Relationships among CRU variables, from Harris et al. 2020:

image

primary, secondary, and derived variables:

image
teixeirak commented 4 years ago

@ValentineHerr, based on the relationships among variables in the CRU database (above), I'd like too try the following:

For the climwin stage, group the variables as follows, selecting the best from each group:

PET is in both the TMP and DTR groups. If it comes out as the best in both groups (should always be for the same time frame), then there are only 2 candidate variables for the GAM.

The 2-3 candidate variables for the GAM should then go through the same process of checking for collinearity. If there is redundancy, remove the one with the lower dAIC.

ValentineHerr commented 4 years ago

This new way of doing it is currently running but for collinearity issue, I have the code remove any variable with VIF > 10 (more standard way than looking at AIC). Also FYI, I stopped having climwin check for linear relationship for 4 reasons:

teixeirak commented 4 years ago

Great! I look forward to seeing the new results.

ValentineHerr commented 4 years ago

I pushed the new figures. Note: I still need to figure out what is going on with tmx at Havard, I don't know why BCI shows up more now, and I removed the sum of AIC weights figures because there is a bug there. Otherwise most figure look like a subset of the ones we had before, with a few differences.
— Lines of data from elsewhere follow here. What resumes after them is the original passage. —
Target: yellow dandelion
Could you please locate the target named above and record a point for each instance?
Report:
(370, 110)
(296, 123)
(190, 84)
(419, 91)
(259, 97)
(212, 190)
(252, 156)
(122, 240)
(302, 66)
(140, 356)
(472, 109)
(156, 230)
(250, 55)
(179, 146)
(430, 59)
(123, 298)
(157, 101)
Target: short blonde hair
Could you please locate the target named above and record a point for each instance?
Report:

Also, I'll implement the new folder organization you were talking about when I code to run through the different types of analysis (still need to fix things in the dendro repo for this to happen)

teixeirak commented 4 years ago

Thanks! I'll give careful feedback ASAP.

It's good to see that results seem to be pretty stable across different methods of selecting variables, etc.

ValentineHerr commented 4 years ago

Pause. I did not realize but since I've changed the data source to pull it from the dendro repo, treeID is not considered as a factor in the GAM... I feel that I made the same mistake before... I should have realized it because it was running much faster. I am changing it now but that will take hours (days?) to run.

ValentineHerr commented 4 years ago

Good thing @crollinson asked to look at individual response curves! I don't think I would have noticed otherwise...

teixeirak commented 4 years ago

This seems to be resolved.

teixeirak commented 4 years ago

We have a case from SCBI where PET would have come out at the top of the T group, CLD at the top of the Cloud group (beating PET), and both were retained. Results looks suspicious:

image

@ValentineHerr , I want to modify the variable retention method a bit. If PET is selected as the top variable in either the T or CLD group, but NOT as the top variable in the other group, then we want to compare the AIC of the top variable in those two groups and retain only the stronger one. In this case, we know that CLD beat PET in the cloud group, so PET would be removed. Hopefully doing so will make GLS results align with climwin (#38).

ValentineHerr commented 4 years ago

@teixeirak, do we agree that this is the equivalent of saying "if PET does not come out significant in both T and CLD group, drop it?)

teixeirak commented 4 years ago

Yes, that's a simpler way to put it! (but minor modification: "if PET does not come out as top variable in both T and CLD group, drop it"

ValentineHerr commented 4 years ago

right, that is more accurate, thanks!